Scaling Best Practices

Can anyone recommend some good reading material on scaling a Rails
app? we receive around 5k-7k visitors per day and are running
postgres and rails with fastcgi - we have not implemented caching yet
and are pondering moving to mongrel. We have thrown more hardware at
our application and seemed to help a bit - but we are looking for the
most optimal growth plan and would love any thoughts or advice or case
studies anyone has had - thanks for your time in posting!

Mongrel is recommended, see: http://mongrel.rubyforge.org/

Normally, what you will do is run multiple copies of mongrel behind a
reverse proxy. The Apache proxying support (which is what most people
use) appears to scale to a point. Beyond that you might have to look at
other options. You should also move static resources (such as CSS,
JPEG, PNG, and static HTML) so they are served by the web server as
opposed to the app server (as you have probably configured for fastcgi).

SQL query tuning is one thing that most people neglect. First, make
sure the columns you are using in relationships are indexed. Make sure
any columns you are using in finders (i.e. MyModel.find_by_name(name))
are also indexed. Rails 2.0 should do query caching, but look for
unnecessary trips to the database in your application. Proper care and
feeding of postgres is also important. In one extreme PHP example, a
simple change in the logic reduced the database queries by a factor of 5
and the response time on one particular page from almost a minute to
about 1 second.

Other associated services. For example, for one client we're forced to
use SMTP mailer connections. The SMTP server has a slow response to
each request, so there's a perceptible delay when sending mail. To
compensate we wrote a small service to send mail asynchronously. This
may be true of other issues, like shared file systems, etc.
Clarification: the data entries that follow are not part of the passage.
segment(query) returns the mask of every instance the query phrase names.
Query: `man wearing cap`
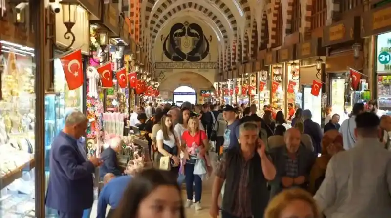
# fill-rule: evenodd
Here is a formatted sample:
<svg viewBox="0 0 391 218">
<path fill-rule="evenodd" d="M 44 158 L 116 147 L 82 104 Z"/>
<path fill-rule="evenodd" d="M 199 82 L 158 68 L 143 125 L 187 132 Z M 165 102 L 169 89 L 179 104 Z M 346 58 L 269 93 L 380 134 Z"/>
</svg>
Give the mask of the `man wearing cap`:
<svg viewBox="0 0 391 218">
<path fill-rule="evenodd" d="M 223 108 L 223 118 L 228 124 L 224 134 L 224 149 L 238 146 L 240 122 L 236 119 L 235 108 L 228 104 L 225 105 Z"/>
<path fill-rule="evenodd" d="M 304 121 L 304 132 L 303 133 L 308 134 L 312 139 L 312 144 L 314 145 L 314 153 L 319 154 L 322 152 L 321 144 L 322 138 L 323 137 L 323 133 L 322 132 L 321 126 L 314 122 L 312 119 L 312 113 L 309 110 L 304 110 L 303 111 L 303 119 Z"/>
</svg>

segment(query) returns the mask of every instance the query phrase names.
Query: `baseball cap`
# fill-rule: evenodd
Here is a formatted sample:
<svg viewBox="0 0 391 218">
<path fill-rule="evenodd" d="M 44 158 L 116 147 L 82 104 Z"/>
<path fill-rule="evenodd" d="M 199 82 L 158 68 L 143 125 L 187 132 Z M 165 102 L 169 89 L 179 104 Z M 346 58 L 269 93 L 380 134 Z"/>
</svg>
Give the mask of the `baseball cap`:
<svg viewBox="0 0 391 218">
<path fill-rule="evenodd" d="M 232 106 L 227 104 L 227 105 L 224 106 L 224 107 L 223 108 L 223 111 L 233 111 L 233 112 L 235 112 L 235 109 L 233 107 L 232 107 Z"/>
</svg>

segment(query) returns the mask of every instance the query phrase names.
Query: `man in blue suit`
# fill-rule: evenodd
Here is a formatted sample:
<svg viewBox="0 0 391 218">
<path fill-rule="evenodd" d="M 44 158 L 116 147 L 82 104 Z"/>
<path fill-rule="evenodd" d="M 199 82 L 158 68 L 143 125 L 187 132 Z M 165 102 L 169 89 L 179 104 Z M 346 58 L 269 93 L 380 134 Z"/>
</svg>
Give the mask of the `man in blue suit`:
<svg viewBox="0 0 391 218">
<path fill-rule="evenodd" d="M 92 173 L 102 161 L 94 157 L 86 160 L 77 143 L 87 122 L 83 113 L 72 112 L 52 143 L 45 203 L 57 210 L 60 218 L 81 218 L 83 210 L 93 203 Z"/>
</svg>

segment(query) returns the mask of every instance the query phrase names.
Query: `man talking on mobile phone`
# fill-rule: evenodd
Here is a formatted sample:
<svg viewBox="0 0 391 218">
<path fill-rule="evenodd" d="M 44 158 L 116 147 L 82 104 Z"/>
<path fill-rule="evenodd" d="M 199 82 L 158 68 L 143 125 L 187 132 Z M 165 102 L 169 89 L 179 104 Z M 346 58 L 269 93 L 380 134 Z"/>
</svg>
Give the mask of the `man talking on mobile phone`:
<svg viewBox="0 0 391 218">
<path fill-rule="evenodd" d="M 78 147 L 77 140 L 85 133 L 87 122 L 83 113 L 73 111 L 52 143 L 45 203 L 57 210 L 60 218 L 81 218 L 83 210 L 92 206 L 92 173 L 102 161 L 96 157 L 87 160 Z"/>
<path fill-rule="evenodd" d="M 276 168 L 266 155 L 265 146 L 259 137 L 255 122 L 239 127 L 239 146 L 228 149 L 215 171 L 210 214 L 218 217 L 218 197 L 223 183 L 222 218 L 262 218 L 269 201 L 266 183 L 276 176 Z"/>
</svg>

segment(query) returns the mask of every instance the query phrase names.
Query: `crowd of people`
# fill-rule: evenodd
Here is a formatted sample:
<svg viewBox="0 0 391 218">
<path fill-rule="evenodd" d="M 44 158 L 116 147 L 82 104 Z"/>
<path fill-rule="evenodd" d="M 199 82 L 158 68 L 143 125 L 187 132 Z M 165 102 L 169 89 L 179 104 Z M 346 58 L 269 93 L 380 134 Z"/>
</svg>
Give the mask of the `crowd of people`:
<svg viewBox="0 0 391 218">
<path fill-rule="evenodd" d="M 87 160 L 77 142 L 87 120 L 75 111 L 52 145 L 46 205 L 61 218 L 85 217 L 99 167 L 98 218 L 184 218 L 185 208 L 202 209 L 214 166 L 213 218 L 391 217 L 391 117 L 372 105 L 355 104 L 340 125 L 327 107 L 323 128 L 292 104 L 286 116 L 244 104 L 135 107 L 130 125 L 146 132 L 153 163 L 139 172 L 118 165 L 119 139 Z"/>
</svg>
Generally, your pipe to the outside world does not require gigabit
networking (your limited by the size of your external pipe). Between
your database and your app server, if you have gigabit links, make sure
you use CAT 6 cable and your switch supports gigabit networking. The
same can be said for NFS connections.

Can anyone recommend some good reading material on scaling a Rails
app? we receive around 5k-7k visitors per day and are running
postgres and rails with fastcgi - we have not implemented caching yet
and are pondering moving to mongrel. We have thrown more hardware at
our application and seemed to help a bit - but we are looking for the
most optimal growth plan and would love any thoughts or advice or case
studies anyone has had - thanks for your time in posting!

  May I humbly suggest getting a copy of my book that was just finished yesterday? http://pragprog.com/titles/fr_deploy It covers taking a rails app form infancy to maturity and covers all the topics of scaling out like apache/nginx/mongrel as well as Xen and mysql master - > slave and master <-> master.

Cheers-
- Ezra Zygmuntowicz
-- Founder & Software Architect
-- ezra@engineyard.com
-- EngineYard.com

Thanks for the quick response - so right now we are running the
database, app and web services all on one server - perhaps time for us
to break out to three servers? We have indexed all our databases
but could return to the code and ensure we are being efficient. From
what I have read more people recommend more and more hardware - but I
dont understand the relationship between site activity and processing
power. Our current setup is too slow - and its hurting business. How
hard is it to migrate from fastCGI to mongrel?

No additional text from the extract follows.